Wednesday, May 9, 2012


Guest post by Michelle Cheng, Director of Education, New Haven Historical Society
Once an innocuous sound, the click now conjures up images of computer mice, computer screens and websites. Our technology and world are constantly changing now, and so must our museums. Though adopting the newest technology is important, doing it well is of far greater importance. The question is: what does adopting new technology well look like? Right now, we are seeing how social media can build a community, how crowdsourcing can change fundraising and how digitized collections showcase an organization as a vital resource. This year’s NEMA conference theme, Pushing the Envelope: Innovation and the Future of Museums, furthers the discussion.
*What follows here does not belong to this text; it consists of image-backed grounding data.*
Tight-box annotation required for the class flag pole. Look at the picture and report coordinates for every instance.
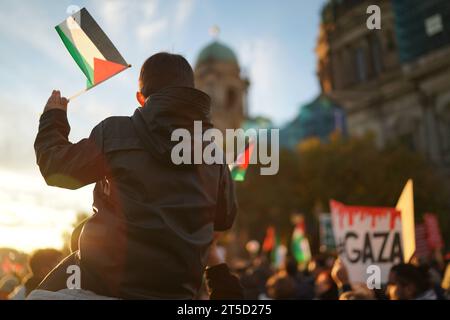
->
[68,88,89,102]
[67,64,132,102]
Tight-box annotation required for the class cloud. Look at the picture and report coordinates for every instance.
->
[98,0,161,37]
[99,0,129,33]
[237,38,284,123]
[142,0,159,18]
[0,169,92,213]
[136,18,169,44]
[0,2,73,71]
[0,169,91,252]
[94,0,197,56]
[174,0,196,28]
[96,0,170,50]
[0,96,40,171]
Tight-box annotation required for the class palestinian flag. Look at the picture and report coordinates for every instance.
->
[229,141,255,181]
[271,233,285,268]
[55,8,129,90]
[262,226,285,268]
[262,226,276,252]
[291,219,311,265]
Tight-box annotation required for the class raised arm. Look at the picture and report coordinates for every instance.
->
[34,90,106,189]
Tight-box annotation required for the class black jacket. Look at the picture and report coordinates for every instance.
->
[34,87,237,299]
[205,264,244,300]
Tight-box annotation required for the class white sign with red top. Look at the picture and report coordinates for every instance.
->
[330,200,403,284]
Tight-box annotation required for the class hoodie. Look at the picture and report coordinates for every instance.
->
[34,86,237,299]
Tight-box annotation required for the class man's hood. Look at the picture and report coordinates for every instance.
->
[131,86,212,165]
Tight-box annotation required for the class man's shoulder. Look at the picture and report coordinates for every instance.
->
[98,115,135,139]
[101,115,133,127]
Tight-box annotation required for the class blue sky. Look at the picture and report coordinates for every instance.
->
[0,0,327,251]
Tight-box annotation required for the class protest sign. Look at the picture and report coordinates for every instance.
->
[319,213,335,251]
[330,200,403,284]
[414,223,431,259]
[396,179,415,262]
[423,213,444,250]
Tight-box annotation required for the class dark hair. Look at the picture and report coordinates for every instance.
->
[29,249,62,274]
[139,52,195,98]
[390,263,431,295]
[316,270,339,300]
[312,253,329,269]
[266,273,297,300]
[285,256,298,277]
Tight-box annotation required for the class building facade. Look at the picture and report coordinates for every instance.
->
[317,0,450,169]
[280,95,347,150]
[194,41,250,134]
In an increasingly wirelessly connected world, we are driven more than ever to seek a sense of place, a sense of belonging, be it within a city, a historic site, or on social media. It’s just that we now have more ways of connecting. We seek a sense of place to ground ourselves, searching for connections through the built environment, art history and science, for example. The projects common now are ones that break down the walls of the museums, sometimes literally, as new structures like the Arts of the Americas wing at the Museum of Fine Arts in Boston and the Isabella Stewart Gardner’s new wing are built.
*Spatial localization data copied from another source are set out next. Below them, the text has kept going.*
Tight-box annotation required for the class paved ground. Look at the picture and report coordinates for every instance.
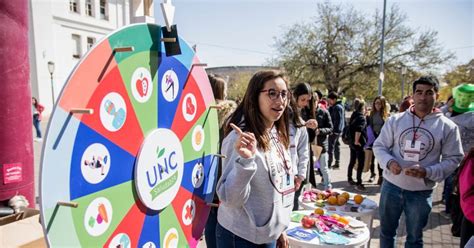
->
[33,119,460,247]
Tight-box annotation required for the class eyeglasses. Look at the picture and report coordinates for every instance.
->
[260,89,290,101]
When the opportunity to be a part of the 2012 Conference Program Committee for NEMA, I couldn’t say no. I was humbled to be invited to be a part of a committee of esteemed individuals from the museum and art worlds.

With 98 proposals, the most ever, the theme for the 2012 NEMA conference clearly generated great interest within the museum community in New England. Some of the current hot topics include emergency planning, crowdsourcing, addressing audiences with special needs, from Alzheimer’s to autism to vision impairment, and developing a coherent plan for social media.
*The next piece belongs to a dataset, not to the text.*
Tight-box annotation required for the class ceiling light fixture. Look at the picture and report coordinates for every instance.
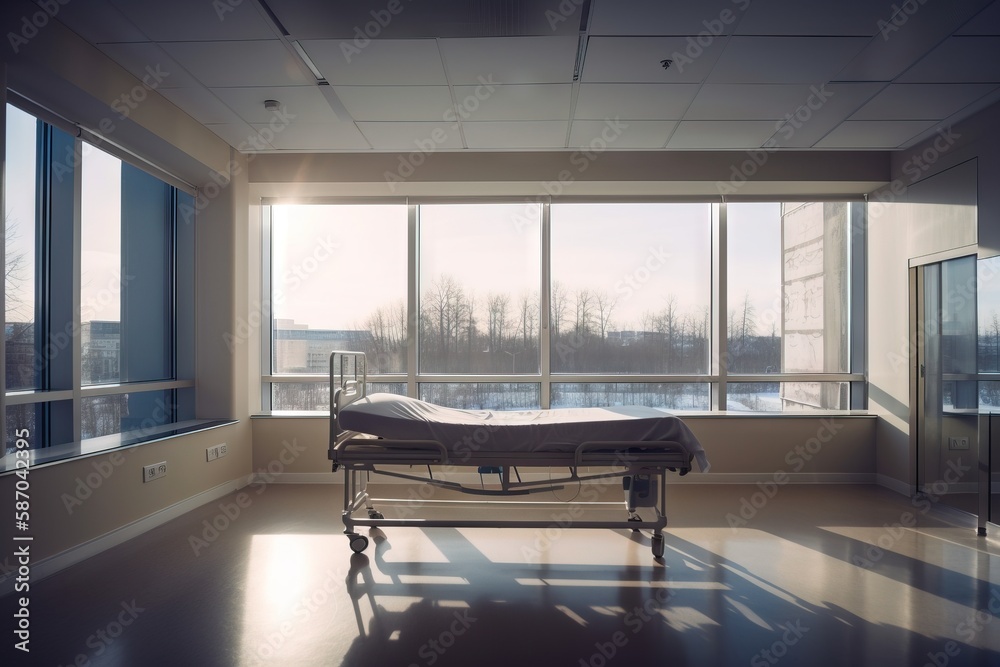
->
[290,40,325,81]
A full day of discussion about the session proposals was not only invigorating, but also very telling of the new ideas emerging within New England museum community. Though we may have some techniques that work well in our respective settings, there is always great interest in seeing what other organizations are doing. After all, change can be good. More importantly, we ask ourselves these questions: What are other organizations doing well? How are they doing it well? How can we adapt these to fit our cultural institution? With ever-changing technology, we are constantly going through the process of observation, adaptation, implementation and evaluation of strategies for teaching and learning, fundraising, and community engagement, just to name a few.

We are living in a truly exciting time, when innovation can mean the beginning of an entirely new way of living, playing, working, learning, teaching, making art and much more. I look forward to continuing to be a part of such a vibrant museum community, and I hope to learn more about what innovation means to you and your museum.

Pushing the Envelope: Innovation and the Future of Museums
November 7-9, 2012
Burlington, Vermont 

1 comment:

  1. I'm so sorry that I missed this conference. Thank you for sharing your thoughts on it with us, Michelle. I look forward to reading more about museum innovation in New England. I hope that NEMA runs some posts along these lines. I'd love to hear more about What other organizations are doing and how.